Glazer: Scribe Ponders Broken Promise to His Mom & The King of Late Night TV

In life we have many dreams…

One of mine was to sit next to Johnny Carson on the Tonight Show. I even promised my mom I’d do that.

Never happened.

I think I regret that one as much as having her see me go to prison back in 1985.

Well, close anyway.

It’s the holiday season now and one of the shows that brought me and millions of others a smile in the past was THE TONIGHT SHOW STARRING JOHNNY CARSON.

Johnny’s never been replaced and never will be. Carson was THE CLASS ACT of all time on television. Yes, there have been scores of others who’ve tried to match him – David Letterman and Jay Leno getting the closest.

Others met some success – from Arsenio Hall to Conan – and the list of stars with daytime and evening talk shows is nearly endless. Yet only one could draw 20 plus million viewers a night for years, and that man was Johnny Carson.

After 4,530 shows Johnny called it quits on May 22, 1992, more than 20 years ago.

If you’re a Baby Boomer – maybe even a Gen Xer – his shows may still rattle in your brain at times. I used to race home from goofing around after school to watch the frequent appearances of Don Rickles or Richard Pryor. Just getting on the Tonight Show with Johnny could made you a national name star if you were a comic or singer.

Kansas City had its share of Tonight Show stars, including Marilyn Maye and Ed Asner.

My favorite was my ex girlfriend Sandahl Bergman.

She’d won the Golden Globe for best actress in the movie Conan with Arnold. Sandhal did more than 30 minutes with Johnny and made the highlight clips show at Christmas because she and Carson did a fake sword fight and Johnny got cut by accident.

Sandahl showed me her career clips on a date we had early on in LA – including her winning the Golden Globe – but it was her Carson Show appearance that most impressed me.

I saw Johnny’s last Tonight show in Palm Springs at a bar waiting to go to an awards show.

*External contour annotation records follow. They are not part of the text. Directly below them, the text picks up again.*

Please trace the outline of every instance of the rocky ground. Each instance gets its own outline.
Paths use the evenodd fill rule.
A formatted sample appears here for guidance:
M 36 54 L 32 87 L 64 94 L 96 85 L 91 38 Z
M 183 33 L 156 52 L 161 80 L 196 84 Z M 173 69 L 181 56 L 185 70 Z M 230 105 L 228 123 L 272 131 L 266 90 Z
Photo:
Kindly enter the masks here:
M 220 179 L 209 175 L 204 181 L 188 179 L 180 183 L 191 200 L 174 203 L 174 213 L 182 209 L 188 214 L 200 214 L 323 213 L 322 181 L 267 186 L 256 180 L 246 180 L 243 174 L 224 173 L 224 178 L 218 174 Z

He thanked us all for letting him be a part of our lives and allowing him into our homes every night. Johnny said one day he might come back when he found something he want to do on television. But it was clear he would NEVER be back – not for any long running show.

Johnny was done. I knew it, America knew it, and a tear rolled down my eyes as he walked off for the last time. Johnny Carson was television for all those decades.

Later Johnny did a guest spot on Letterman. He was introduced, came out, sat in his old seat (they shot Letterman in Johnny’s old studio) got a five minute standing ovation, never said a word and walked off smiling while giving a farewell parade wave. He died a couple years later.

Carson did do a short bit on television a year after he left the Tonight Show.

It was Bob Hope‘s 90th birthday, a salute to the other great television star of the last half century.

Both men spent nearly their entire careers at NBC.

“NBC, the house of hits…I walked by the president’s office on the way here, today it’s a Chinese restaurant,” Carson said.

It was brief, but would be Johnny’s last words of comedy on TV forever.

I did the Today Show and Entertainment Tonight, but never the Tonight Show with Carson. I never earned that one. When my mom was in her last few days she brought it up at the hospital to me, not doing the show.

“I forgive you for going to prison,” she said. “but I sure wanted to see you with Johnny.”

One day, like practically everyone else that ever mattered, Johnny Carson will be forgotten.

But nothing in entertainment history will ever be as sad as his last show. He was the best.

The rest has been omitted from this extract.